The goal to reduce the ionizing radiation dose burden from medical imaging has gained substantial visibility in recent years, however we require evidence to change current practice guidelines as substantial change in dose of the imaging radiopharmaceutical can affect image quality, quantitative readouts and diagnostic confidence. PET/CT using 18F-FDG is an essential imaging procedure for oncologic diagnosis and assessment of therapeutic interventions. While current studies are exploring low dose CT techniques for the attenuation scan, this innovative Phase I trial will test and validate low FDG dosing compared to current standard of care PET/CT.

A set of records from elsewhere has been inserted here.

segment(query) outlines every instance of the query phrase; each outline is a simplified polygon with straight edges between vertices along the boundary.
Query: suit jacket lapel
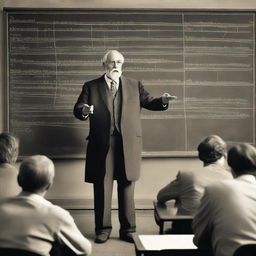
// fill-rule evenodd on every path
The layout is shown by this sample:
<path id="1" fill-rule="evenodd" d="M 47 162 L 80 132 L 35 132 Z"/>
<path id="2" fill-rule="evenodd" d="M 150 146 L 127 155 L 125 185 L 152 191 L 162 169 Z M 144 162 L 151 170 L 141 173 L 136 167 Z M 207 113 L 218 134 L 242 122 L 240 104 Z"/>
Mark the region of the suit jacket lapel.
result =
<path id="1" fill-rule="evenodd" d="M 99 78 L 98 81 L 98 90 L 99 93 L 101 95 L 101 98 L 103 100 L 103 102 L 105 103 L 105 105 L 107 106 L 108 110 L 110 111 L 110 97 L 108 97 L 108 88 L 107 88 L 107 84 L 106 81 L 104 79 L 104 75 L 102 77 Z"/>
<path id="2" fill-rule="evenodd" d="M 129 97 L 130 94 L 130 87 L 129 87 L 129 83 L 127 81 L 127 79 L 124 76 L 121 76 L 121 90 L 122 90 L 122 116 L 125 110 L 125 107 L 127 105 L 127 99 Z"/>

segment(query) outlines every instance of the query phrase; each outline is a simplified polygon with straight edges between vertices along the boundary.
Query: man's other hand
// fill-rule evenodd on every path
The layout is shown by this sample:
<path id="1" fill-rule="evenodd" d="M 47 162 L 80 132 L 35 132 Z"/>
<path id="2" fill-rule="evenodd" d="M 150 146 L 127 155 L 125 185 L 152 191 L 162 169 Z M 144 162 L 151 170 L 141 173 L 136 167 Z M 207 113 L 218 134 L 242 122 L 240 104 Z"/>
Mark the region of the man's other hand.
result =
<path id="1" fill-rule="evenodd" d="M 89 114 L 93 114 L 93 105 L 89 106 L 88 104 L 84 104 L 82 108 L 82 114 L 87 116 Z"/>
<path id="2" fill-rule="evenodd" d="M 164 93 L 163 95 L 162 95 L 162 103 L 165 105 L 165 104 L 168 104 L 169 103 L 169 101 L 171 101 L 171 100 L 176 100 L 177 99 L 177 96 L 174 96 L 174 95 L 171 95 L 171 94 L 169 94 L 169 93 Z"/>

In Aim 1, we want to validate the diagnostic equivalency of current standard of clinical care FDG dosing to a 60% reduced dose level by an intra-individual crossover designed trial performed as individual sub-studies on four different state-of-the-art PET/CT systems.

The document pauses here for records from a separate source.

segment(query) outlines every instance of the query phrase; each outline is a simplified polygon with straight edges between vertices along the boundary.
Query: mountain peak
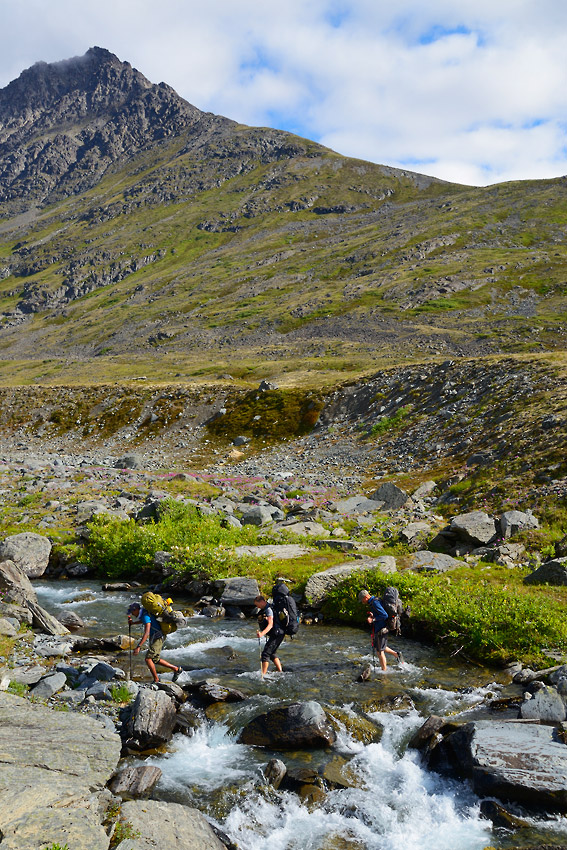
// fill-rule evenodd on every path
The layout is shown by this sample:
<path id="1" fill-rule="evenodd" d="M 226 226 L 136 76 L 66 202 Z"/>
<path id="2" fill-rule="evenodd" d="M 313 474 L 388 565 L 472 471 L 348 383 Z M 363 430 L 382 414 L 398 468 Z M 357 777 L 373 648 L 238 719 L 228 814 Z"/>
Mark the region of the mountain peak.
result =
<path id="1" fill-rule="evenodd" d="M 203 114 L 102 47 L 37 62 L 0 90 L 0 201 L 52 201 Z M 219 119 L 223 120 L 223 119 Z"/>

In Aim 2, we will validate that such a dose reduction of PET tracer does not alter the detectability of uptake changes by comparing a whole-body scan performed at 60 min post injection with that at 75 min p.i. At the same time, we will assess the variations that can be found intra-individually within this time window, an important consideration for clinical trials that use FDG PET to assess response.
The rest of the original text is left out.